With increasing costs for gasoline and diesel, along with declining taxes and declining gasoline tax revenues, states and local governments will eventually have to cut staff and curtail highway maintenance. Eventually, gasoline stations will close, and state and local highway workers won’t be able to get to work. We are facing the collapse of the highways that depend on diesel and gasoline powered trucks for bridge maintenance, culvert cleaning to avoid road washouts, snow plowing, and roadbed and surface repair. When the highways fail, so will the power grid, as highways carry the parts, large transformers, steel for pylons, and high tension cables from great distances. With the highways out, there will be no food coming from far away, and without the power grid virtually nothing modern works, including home heating, pumping of gasoline and diesel, airports, communications, and automated building systems.

Documented here:

Geoff said...

Hi Clifford,

You certainly wont get any arguments from me. I'm in the Peak Everything camp, and believe we are well and truly over our carrying capacity.

It's not the end of the world, as world does not equate to people.

It's not the end of humanity, though it will mean the end of much of humanity.

It certainly is the end of our current way of life.

You say media, governments et al should focus on the issue? I'm at the stage where I ask, "Why?"

If, as I suspect, there is absolutely nothing we can do to save a large proportion of society's teeming masses, what can really be gained from alerting them to a problem which cannot be solved?

It is a morally loaded issue.

Imagine you are on the only lifeboat attached to a sinking Titanic. Everyone else is oblivious, enjoying themselves. You know there is, at most, room for 10 people on that lifeboat.

How do you deal with that situation?

If you alert everyone to the impending crisis, what happens then? You've created mass panic where there is no hope of salvation for 95% or more of the passengers.

If you don't alert them, are they being cheated of a chance to make the best of it, perhaps improvising rafts before the ship goes down?

Would they even bother doing that, instead fighting to the bitter end over the few places available in the lifeboat? Are they better off enjoying the last few moments of their lives in oblivious happiness?
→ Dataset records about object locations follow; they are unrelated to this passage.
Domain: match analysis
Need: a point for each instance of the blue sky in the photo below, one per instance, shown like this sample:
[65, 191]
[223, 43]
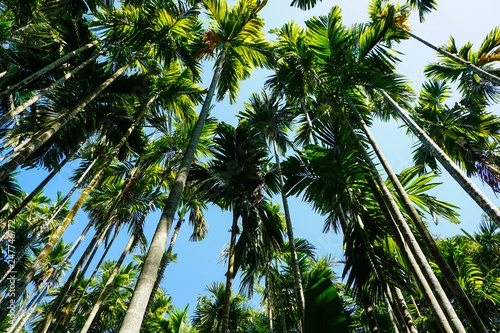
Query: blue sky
[198, 262]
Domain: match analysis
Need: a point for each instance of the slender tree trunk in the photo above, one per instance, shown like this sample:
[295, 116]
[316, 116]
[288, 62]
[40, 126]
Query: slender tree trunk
[28, 199]
[44, 92]
[98, 237]
[488, 207]
[26, 279]
[416, 306]
[293, 252]
[39, 140]
[229, 275]
[66, 310]
[133, 317]
[478, 71]
[445, 269]
[401, 303]
[163, 266]
[390, 312]
[426, 269]
[107, 287]
[43, 227]
[50, 67]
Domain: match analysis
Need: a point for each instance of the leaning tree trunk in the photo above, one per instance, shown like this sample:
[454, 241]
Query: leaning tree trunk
[43, 227]
[133, 317]
[49, 67]
[451, 280]
[64, 312]
[163, 266]
[38, 140]
[488, 207]
[407, 324]
[478, 71]
[28, 199]
[44, 92]
[299, 290]
[98, 237]
[26, 279]
[389, 210]
[107, 287]
[229, 275]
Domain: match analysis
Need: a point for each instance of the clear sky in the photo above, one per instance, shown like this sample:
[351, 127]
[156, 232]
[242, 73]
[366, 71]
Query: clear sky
[198, 262]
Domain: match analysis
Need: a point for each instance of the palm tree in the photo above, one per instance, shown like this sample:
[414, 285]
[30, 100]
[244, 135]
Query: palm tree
[274, 120]
[208, 313]
[234, 181]
[237, 38]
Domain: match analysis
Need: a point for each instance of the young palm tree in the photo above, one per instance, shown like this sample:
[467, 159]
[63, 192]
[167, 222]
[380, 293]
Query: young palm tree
[237, 38]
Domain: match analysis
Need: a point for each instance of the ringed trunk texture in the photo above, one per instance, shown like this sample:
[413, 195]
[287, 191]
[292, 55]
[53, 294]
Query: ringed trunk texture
[488, 207]
[299, 290]
[229, 276]
[133, 317]
[38, 140]
[163, 266]
[98, 237]
[107, 286]
[451, 280]
[481, 73]
[44, 92]
[49, 67]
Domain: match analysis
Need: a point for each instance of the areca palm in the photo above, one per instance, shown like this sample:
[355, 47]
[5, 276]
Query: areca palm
[237, 38]
[239, 189]
[274, 120]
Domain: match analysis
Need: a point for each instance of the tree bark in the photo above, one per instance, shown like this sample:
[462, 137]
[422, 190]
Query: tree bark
[133, 317]
[451, 280]
[49, 67]
[38, 140]
[480, 72]
[98, 237]
[107, 286]
[488, 207]
[229, 275]
[299, 290]
[44, 92]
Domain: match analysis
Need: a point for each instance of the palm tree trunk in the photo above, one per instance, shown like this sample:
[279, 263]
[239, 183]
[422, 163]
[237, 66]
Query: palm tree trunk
[293, 252]
[478, 71]
[445, 269]
[391, 312]
[163, 266]
[488, 207]
[107, 287]
[28, 199]
[229, 275]
[401, 303]
[133, 317]
[408, 324]
[98, 237]
[405, 250]
[26, 279]
[49, 67]
[51, 218]
[44, 92]
[38, 140]
[65, 313]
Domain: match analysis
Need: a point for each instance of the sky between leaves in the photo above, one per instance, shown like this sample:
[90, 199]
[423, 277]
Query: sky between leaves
[198, 263]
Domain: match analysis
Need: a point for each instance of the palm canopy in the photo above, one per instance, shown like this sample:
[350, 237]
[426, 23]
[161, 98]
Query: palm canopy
[237, 29]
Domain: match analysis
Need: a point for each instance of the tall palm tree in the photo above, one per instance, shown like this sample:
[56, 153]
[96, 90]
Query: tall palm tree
[239, 189]
[237, 38]
[274, 120]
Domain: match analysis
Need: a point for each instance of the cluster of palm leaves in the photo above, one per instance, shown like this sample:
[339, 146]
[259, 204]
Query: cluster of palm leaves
[111, 88]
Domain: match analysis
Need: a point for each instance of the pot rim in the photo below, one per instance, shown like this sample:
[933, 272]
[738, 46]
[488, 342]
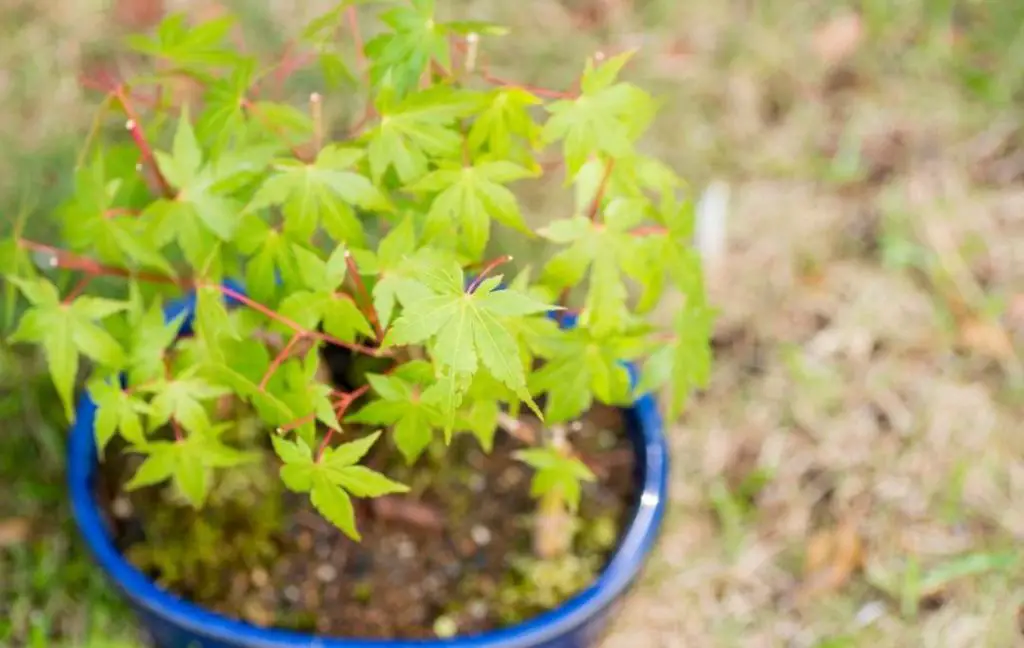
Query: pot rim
[622, 569]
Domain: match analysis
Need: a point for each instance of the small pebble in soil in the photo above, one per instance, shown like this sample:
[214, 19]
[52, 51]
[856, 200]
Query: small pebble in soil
[327, 572]
[445, 628]
[259, 577]
[606, 439]
[407, 550]
[255, 613]
[292, 594]
[432, 582]
[477, 609]
[510, 478]
[361, 592]
[480, 534]
[323, 551]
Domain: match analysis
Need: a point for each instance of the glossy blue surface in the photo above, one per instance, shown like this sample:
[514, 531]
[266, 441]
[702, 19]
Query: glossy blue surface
[177, 623]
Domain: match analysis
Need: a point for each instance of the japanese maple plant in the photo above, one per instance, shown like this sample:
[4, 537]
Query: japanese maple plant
[369, 217]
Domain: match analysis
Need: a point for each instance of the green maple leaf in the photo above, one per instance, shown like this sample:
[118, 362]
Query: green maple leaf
[151, 336]
[182, 399]
[402, 406]
[464, 331]
[223, 113]
[581, 366]
[390, 265]
[399, 57]
[557, 475]
[321, 193]
[321, 302]
[65, 331]
[187, 463]
[333, 480]
[606, 118]
[117, 412]
[270, 408]
[195, 47]
[213, 321]
[606, 250]
[269, 258]
[417, 129]
[685, 361]
[200, 215]
[89, 224]
[467, 198]
[506, 115]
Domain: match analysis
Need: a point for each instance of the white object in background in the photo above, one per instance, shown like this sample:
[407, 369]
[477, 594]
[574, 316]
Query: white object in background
[712, 220]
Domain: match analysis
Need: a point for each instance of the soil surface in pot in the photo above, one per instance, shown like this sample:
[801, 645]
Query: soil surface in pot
[454, 556]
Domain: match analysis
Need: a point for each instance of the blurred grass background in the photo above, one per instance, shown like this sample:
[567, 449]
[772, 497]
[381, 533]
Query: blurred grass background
[854, 475]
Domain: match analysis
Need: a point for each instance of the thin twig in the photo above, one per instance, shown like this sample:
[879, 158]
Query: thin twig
[279, 359]
[370, 309]
[134, 126]
[486, 270]
[595, 206]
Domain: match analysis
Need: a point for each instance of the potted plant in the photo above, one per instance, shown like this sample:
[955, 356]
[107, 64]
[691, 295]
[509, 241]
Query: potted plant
[320, 411]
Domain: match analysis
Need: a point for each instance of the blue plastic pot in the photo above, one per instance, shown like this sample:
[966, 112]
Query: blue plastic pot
[174, 622]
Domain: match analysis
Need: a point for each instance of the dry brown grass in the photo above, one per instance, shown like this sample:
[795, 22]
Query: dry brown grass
[863, 360]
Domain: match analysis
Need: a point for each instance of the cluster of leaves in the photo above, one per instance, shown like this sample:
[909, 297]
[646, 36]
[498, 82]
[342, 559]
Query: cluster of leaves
[376, 242]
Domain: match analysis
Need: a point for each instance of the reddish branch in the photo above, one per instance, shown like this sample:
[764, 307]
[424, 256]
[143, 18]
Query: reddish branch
[78, 289]
[649, 230]
[369, 309]
[487, 269]
[543, 92]
[120, 211]
[70, 261]
[353, 26]
[279, 359]
[339, 408]
[252, 110]
[465, 49]
[134, 126]
[595, 206]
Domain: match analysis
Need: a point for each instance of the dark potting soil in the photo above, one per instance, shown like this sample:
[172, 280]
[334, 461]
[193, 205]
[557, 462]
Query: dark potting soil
[452, 556]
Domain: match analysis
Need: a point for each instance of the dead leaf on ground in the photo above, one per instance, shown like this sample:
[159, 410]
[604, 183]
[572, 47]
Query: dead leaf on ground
[833, 557]
[13, 531]
[986, 338]
[839, 39]
[138, 14]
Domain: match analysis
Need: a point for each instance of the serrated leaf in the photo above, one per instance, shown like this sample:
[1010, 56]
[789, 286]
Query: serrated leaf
[348, 454]
[463, 332]
[417, 129]
[398, 57]
[158, 467]
[557, 475]
[334, 504]
[192, 476]
[292, 452]
[363, 482]
[579, 366]
[601, 121]
[468, 198]
[683, 361]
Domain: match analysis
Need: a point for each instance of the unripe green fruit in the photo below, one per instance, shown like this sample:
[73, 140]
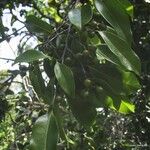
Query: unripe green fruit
[87, 83]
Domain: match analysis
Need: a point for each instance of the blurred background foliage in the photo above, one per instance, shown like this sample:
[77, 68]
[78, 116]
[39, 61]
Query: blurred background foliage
[20, 110]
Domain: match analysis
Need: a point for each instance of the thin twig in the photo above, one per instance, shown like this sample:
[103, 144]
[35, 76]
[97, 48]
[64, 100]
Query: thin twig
[66, 45]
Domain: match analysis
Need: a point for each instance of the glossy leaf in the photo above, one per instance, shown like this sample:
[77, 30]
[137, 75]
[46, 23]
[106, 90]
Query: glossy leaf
[51, 134]
[82, 109]
[128, 6]
[44, 133]
[30, 56]
[131, 82]
[110, 79]
[106, 53]
[37, 26]
[126, 107]
[37, 81]
[80, 16]
[116, 16]
[65, 78]
[123, 52]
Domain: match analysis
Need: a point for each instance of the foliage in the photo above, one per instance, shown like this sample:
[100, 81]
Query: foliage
[86, 83]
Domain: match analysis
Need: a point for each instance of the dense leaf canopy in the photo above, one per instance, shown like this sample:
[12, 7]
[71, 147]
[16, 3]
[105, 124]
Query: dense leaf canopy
[86, 83]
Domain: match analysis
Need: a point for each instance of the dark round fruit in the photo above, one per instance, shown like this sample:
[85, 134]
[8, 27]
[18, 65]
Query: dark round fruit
[87, 83]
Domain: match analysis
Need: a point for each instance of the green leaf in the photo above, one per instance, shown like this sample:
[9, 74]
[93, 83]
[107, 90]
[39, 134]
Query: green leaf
[30, 56]
[130, 82]
[83, 111]
[126, 107]
[128, 6]
[106, 53]
[123, 52]
[52, 133]
[115, 15]
[44, 133]
[39, 133]
[37, 80]
[80, 16]
[65, 78]
[37, 26]
[110, 79]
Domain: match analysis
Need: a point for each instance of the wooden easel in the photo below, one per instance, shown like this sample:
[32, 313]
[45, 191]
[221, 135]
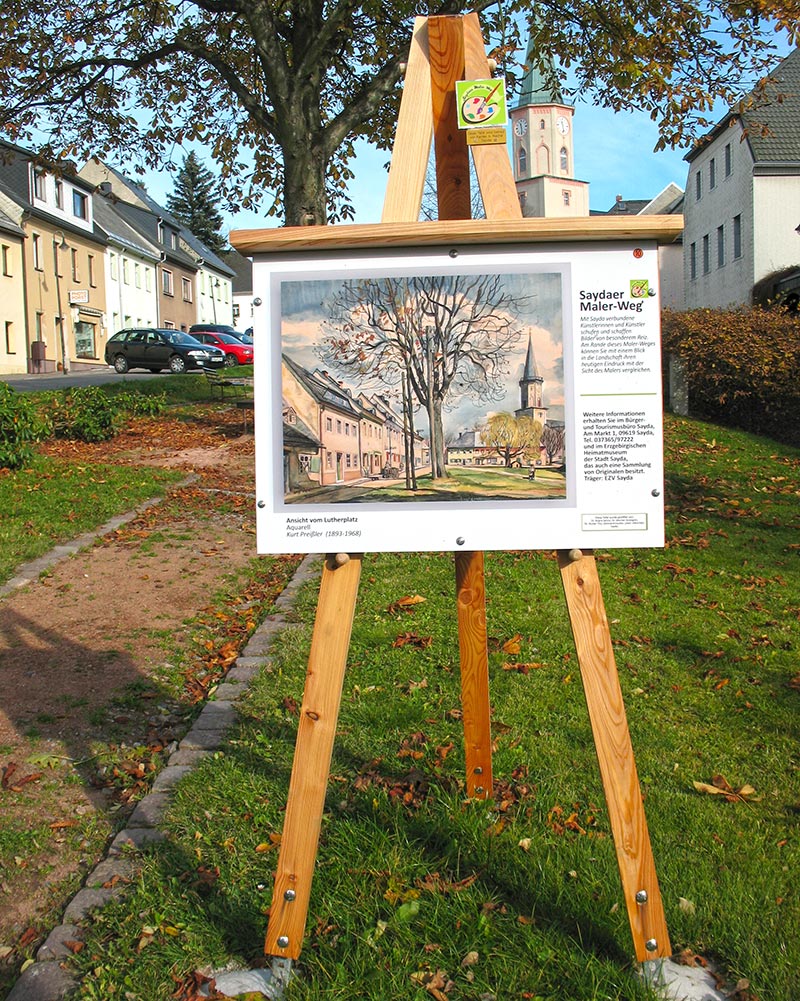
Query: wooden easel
[446, 49]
Clifford J. Wirth, Ph.D. said...

Hi geoff,

The vast majority of people will not listen, so I have no worry of too many people on the lifeboat. On the contrary, there is lots of room on this lifeboat where I live and few come to enjoy the good life here.

Geoff said...

Hi Clifford,

"On the contrary, there is lots of room on this lifeboat where I live and few come to enjoy the good life here."

It's the same over here. What seems to be the most logical solution, a migration back to agricultural regions, is being largely ignored.

Ideas such as transition towns and so on have become the focus of people's hope, and perhaps in some ways a method of hoping without risking too drastic a change.

The main problem I see there is that the active membership is usually well less than 10%, often even less than 1% of the local population, which aren't good odds given the future we're all facing.

Clifford J. Wirth, Ph.D. said...


I agree. Most of the transition and post carbon groups are not facing the collapse ahead, rather think we will go back slowly in time.

After the last power black out, the people living in rural areas will find that surviving will become increasing difficult without all of the goods from the “outside” (food, canning jars, fencing, roofing, hay, straw, seed, animal feed, plastic tarps, fertilizer, clothes, fabric, medicine, hardware, saws, wood stoves, etc.). The survivors will be the very few who live in areas with good rain and soil and who prepared intelligently for a life without oil.